Breakthrough in 2D Material Transistor Integration at 300 mm Scale

At the 2026 IEEE/JSAP Symposium on VLSI Technology and Circuits, imec, a global leader in advanced semiconductor research, together with ASML and TSMC, unveiled a pioneering 300 mm integration process for 2D-material-based nFETs and pFETs. This collaboration marks the first successful demonstration of scaled nFETs using molybdenum disulfide (MoS₂) and pFETs based on either tungsten disulfide (WS₂) or tungsten diselenide (WSe₂) with a 50 nm contacted poly pitch (CPP). These devices exhibit strong current-voltage characteristics, representing a significant milestone in transitioning 2D-material transistors from laboratory research to industrial fabrication for ultra-scaled logic and advanced back-end applications.

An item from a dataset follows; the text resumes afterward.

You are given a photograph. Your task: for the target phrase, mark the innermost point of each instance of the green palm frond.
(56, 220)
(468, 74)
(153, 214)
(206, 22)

Advancing Logic Scaling with 2D Transition Metal Dichalcogenides

Two-dimensional transition metal dichalcogenides (TMDs) such as MoS₂, WS₂, and WSe₂ are emerging as promising alternatives to silicon for next-generation transistors. Their atomically thin structure enables excellent electrostatic control and maintains favorable carrier mobility, even at extremely scaled gate and channel lengths. This makes TMDs highly attractive for ultra-scaled logic, back-end-of-line, and wafer backside applications.

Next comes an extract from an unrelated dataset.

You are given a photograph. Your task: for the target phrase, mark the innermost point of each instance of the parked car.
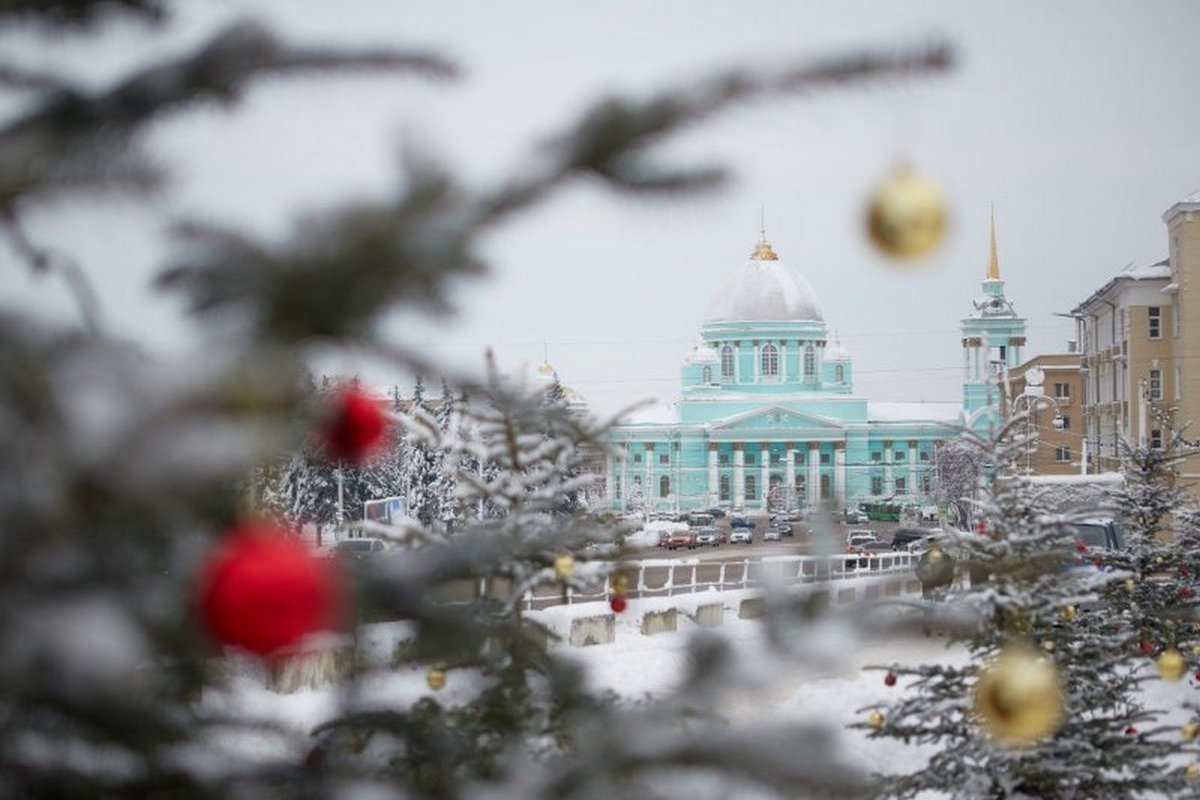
(681, 539)
(855, 516)
(358, 548)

Despite their potential, industrial adoption of TMD-based transistors has been limited by the absence of a robust 300 mm integration route that delivers both n-type and p-type FETs at industry-relevant dimensions without sacrificing performance. The joint efforts of imec, ASML, and TSMC have now resulted in a scalable, back-end-compatible 300 mm process for TMD-based nFETs and pFETs, achieving several key breakthroughs:

• First-ever demonstration of scaled nFETs and pFETs with a 50 nm contacted poly pitch (CPP)
• Very low off-state current (I_off) at zero gate voltage for both transistor types
• WSe₂-based pFETs performing close to record-setting lab devices

The integration approach, which enables both nFETs and pFETs on the same 300 mm wafer, achieved a 94% operational yield (I_max/I_min > 10⁵), demonstrating its robustness and stability. Importantly, the process flow is adaptable to other 2D channel materials beyond MoS₂, WS₂, and WSe₂.

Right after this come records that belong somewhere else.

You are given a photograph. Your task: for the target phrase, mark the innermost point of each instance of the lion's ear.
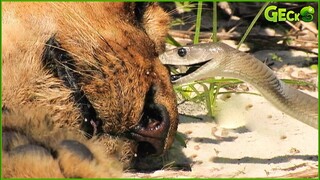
(155, 21)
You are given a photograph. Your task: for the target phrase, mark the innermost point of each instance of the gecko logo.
(275, 14)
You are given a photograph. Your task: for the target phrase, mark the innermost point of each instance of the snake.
(219, 59)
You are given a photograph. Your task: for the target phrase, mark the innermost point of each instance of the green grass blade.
(198, 23)
(252, 24)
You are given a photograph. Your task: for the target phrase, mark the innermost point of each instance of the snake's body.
(229, 62)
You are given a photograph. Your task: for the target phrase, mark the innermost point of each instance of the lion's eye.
(182, 52)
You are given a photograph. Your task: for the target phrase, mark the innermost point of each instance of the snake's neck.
(289, 100)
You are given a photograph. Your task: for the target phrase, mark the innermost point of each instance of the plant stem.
(198, 23)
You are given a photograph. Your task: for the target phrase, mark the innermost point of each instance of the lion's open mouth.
(152, 130)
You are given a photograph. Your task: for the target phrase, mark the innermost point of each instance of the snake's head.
(200, 60)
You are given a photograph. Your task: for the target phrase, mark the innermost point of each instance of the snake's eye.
(182, 52)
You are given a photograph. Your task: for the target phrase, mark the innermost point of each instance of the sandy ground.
(248, 138)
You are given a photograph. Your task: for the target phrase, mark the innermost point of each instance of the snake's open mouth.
(190, 70)
(152, 130)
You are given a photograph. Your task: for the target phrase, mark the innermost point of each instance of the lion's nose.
(152, 130)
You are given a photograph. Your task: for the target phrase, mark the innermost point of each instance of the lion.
(83, 91)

Enabling Ultra-Scaled Transistors with Advanced Lithography

According to Gouri Sankar Kar, VP of R&D for compute and memory device technologies at imec, "Transistors based on 2D TMD materials are typically optimized for small channel lengths, but often require large contact areas to minimize resistance, which limits further scaling. For the first time, we achieved a 50 nm CPP—a metric defined by both gate length and source/drain contact length—without compromising the performance of 2D nFETs and pFETs. This was made possible by leveraging single-patterning extreme ultraviolet (EUV) lithography, developed in close collaboration with ASML."

The resulting transistors display excellent current-voltage behavior, with pFETs nearly matching the best lab-based devices—a significant achievement for TMD technology. Both nFETs and pFETs reliably switch off at zero gate voltage, a result attributed to an innovative "reverse" thin-film transistor (TFT) fabrication flow. Unlike conventional 2D transistors, this approach uses bottom contacts and an overlapping deposited gate, realized by transferring the TMD channel material onto pre-patterned tungsten-filled trenches that serve as contacts.

Accelerating the Lab-to-Fab Transition

Dr. Min Cao, Vice President and CTO at TSMC, emphasized the strategic value of this collaboration: "Our research partnership is crucial for advancing semiconductor innovation. By focusing on de-risking and accelerating the lab-to-fab transition, we ensure that breakthroughs in novel channel materials can be efficiently integrated into advanced manufacturing, delivering state-of-the-art solutions."

"2D TMD materials could potentially enable much smaller and higher-performance transistors than those based on silicon, but 2D-channel devices that have been demonstrated so far using 300 mm processes are actually fairly large, and patterned using older lithographic technologies. Thanks to the much sharper resolution of EUV lithography, we were able to create TMD transistors with channel lengths as small as 28 nm, and at a pitch compatible with the most advanced transistor nodes."
— Etienne De Poortere, Director Technology Development Center Europe, ASML

This achievement marks a pivotal step toward the industrialization of 2D-material-based transistors, paving the way for future generations of ultra-scaled, high-performance semiconductor devices.